After threatening overseas students with a potential visa cancellation for switching courses DIBP has gone into damage control and is now reassuring students that this will not happen.

The Australian reports that DIBP has backed down, following protests from students and non-SVP providers, that DIBP’s crackdown was unexpected, unfair and causing much anxiety.

“In an email to the Education Visa Consultative Committee, the department says it “will not take any further action against students” who transferred from an SVP degree course to a non-SVP degree course before the January 14 “education campaign” and who meet all other visa conditions,” says the report.

Teaching foreign students is Australia’s fourth-biggest export earner, generating $15 billion a year in income and employing about 100,000 Australians. It is serious business. Poor media coverage and concerns over uncertainties with student visas had a devastating effect on the industry in recent years which is only just now starting to recover.

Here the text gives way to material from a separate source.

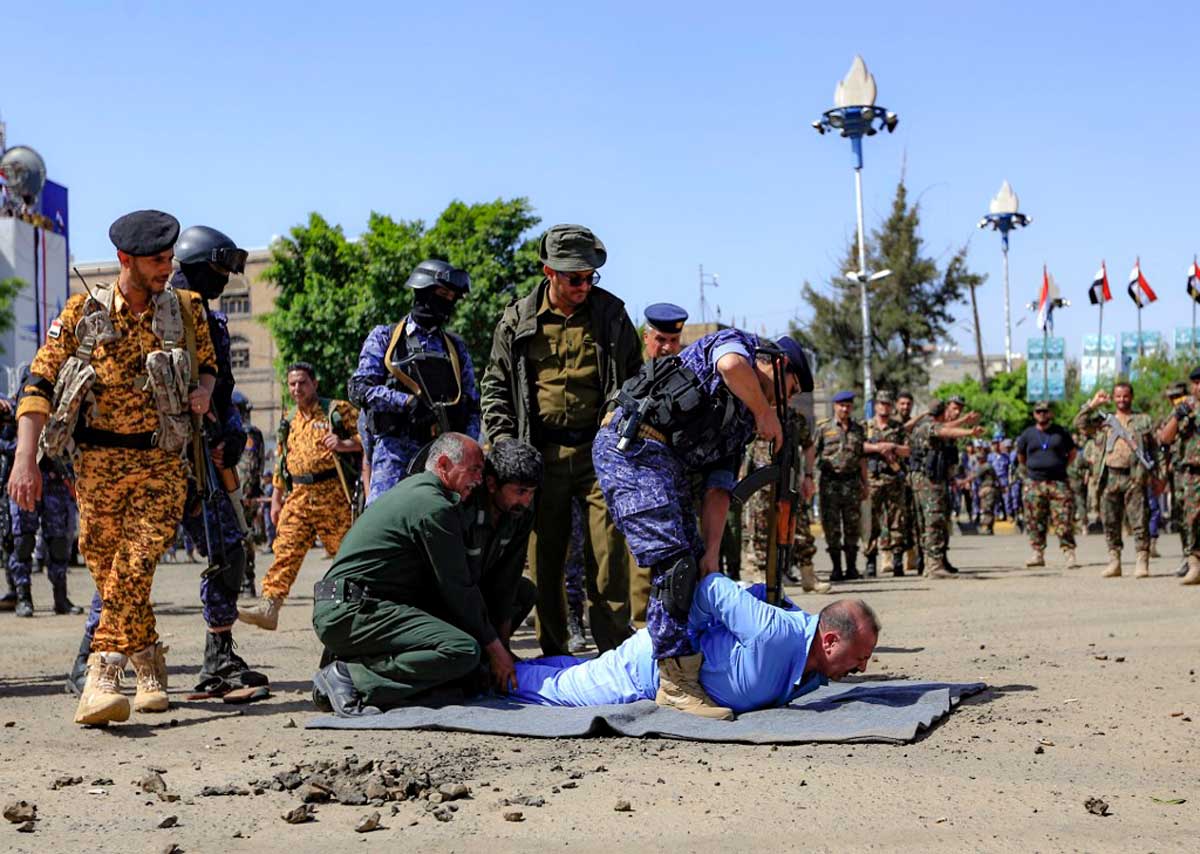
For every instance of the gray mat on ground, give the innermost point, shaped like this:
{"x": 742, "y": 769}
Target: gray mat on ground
{"x": 892, "y": 711}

DIBP's recent campaign which saw over 1400 students receiving emails warning them they were in breach of the visa conditions caused anguish to both students and non-SVP providers. Its forced DIBP to rethink its strategy on the matter.

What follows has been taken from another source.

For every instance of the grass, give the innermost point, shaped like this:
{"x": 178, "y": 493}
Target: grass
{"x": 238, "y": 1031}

“We consider that it would not be reasonable to penalise students who may have unintentionally breached the conditions of their visa prior to the launch of the campaign” DIBP told The Australian but still points out that students will as a general rule require a new visa to switch from an SVP course to a non-SVP course.

The Australian reports that Phil Honeywood, of the International Education Association of Australia, said: “Technically the department had every right to remind students of their obligations under SVP visas. However, they could have consulted much better on the wording of these (January 14) letters.

“Many students have been traumatised by being told they have to go home.

“The sooner we return to a minimum one year study requirement with the principal education provider (rather than the current setting of six months) the better for all stakeholders in international education.”